How is it that $\tan(A +B) = \frac{\tan A + \tan B}{1-\tan A\tan B}$ for all angles, even though the derivation holds only for $\cos A\cos B\neq 0$?

You can think it like this way: If either cos(A) or cos(B) is zero, then we may take its limit of RHS and the equality makes sense.

Note that $$\tan(A +B) = \frac{\tan A + \tan B}{1-\tan A\tan B}$$ holds only if both $(i)\space A\ne \frac{\pi}{2}+k\pi$ and $(ii)\space B\ne \frac{\pi}{2}+l\pi$ for all $k,l\in\mathbb{Z}$ are satisfied. Otherwise, at least one of the values $\tan A$ or $\tan B$ does not exist since $\tan x=\frac{\sin x}{\cos x}$ whilst the zeros of cosine are of the aforementioned form.

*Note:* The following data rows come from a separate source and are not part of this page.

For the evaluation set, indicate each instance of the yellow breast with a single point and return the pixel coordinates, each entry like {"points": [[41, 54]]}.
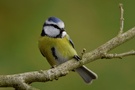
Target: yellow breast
{"points": [[63, 49]]}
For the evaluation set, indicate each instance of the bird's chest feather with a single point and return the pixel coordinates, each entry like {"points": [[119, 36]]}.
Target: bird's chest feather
{"points": [[56, 50]]}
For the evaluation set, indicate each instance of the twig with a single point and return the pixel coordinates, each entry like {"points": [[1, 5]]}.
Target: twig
{"points": [[110, 56], [121, 18], [22, 81]]}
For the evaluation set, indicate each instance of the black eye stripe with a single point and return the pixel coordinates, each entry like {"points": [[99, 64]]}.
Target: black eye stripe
{"points": [[55, 26]]}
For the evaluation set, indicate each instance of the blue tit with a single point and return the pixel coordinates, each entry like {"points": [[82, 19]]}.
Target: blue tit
{"points": [[56, 45]]}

The inconvenient case, though, one could simplify directly. Suppose $(i)$ holds, then $$ \tan(A+B)= \tan\left(\frac{\pi}{2}+k\pi+B\right)\stackrel{\text{periodicity}}{=}\tan\left(\frac{\pi}{2}+B \right) \stackrel{\text{trig. identity}}{=}-\cot(B).$$

Assured of ability to handle the tangent of sum when $(i)$ or $(ii)$ is true, one can assume that both $\cos A$ and $\cos B$ are not $0$ and divide by it in order to obtain the discussed expression.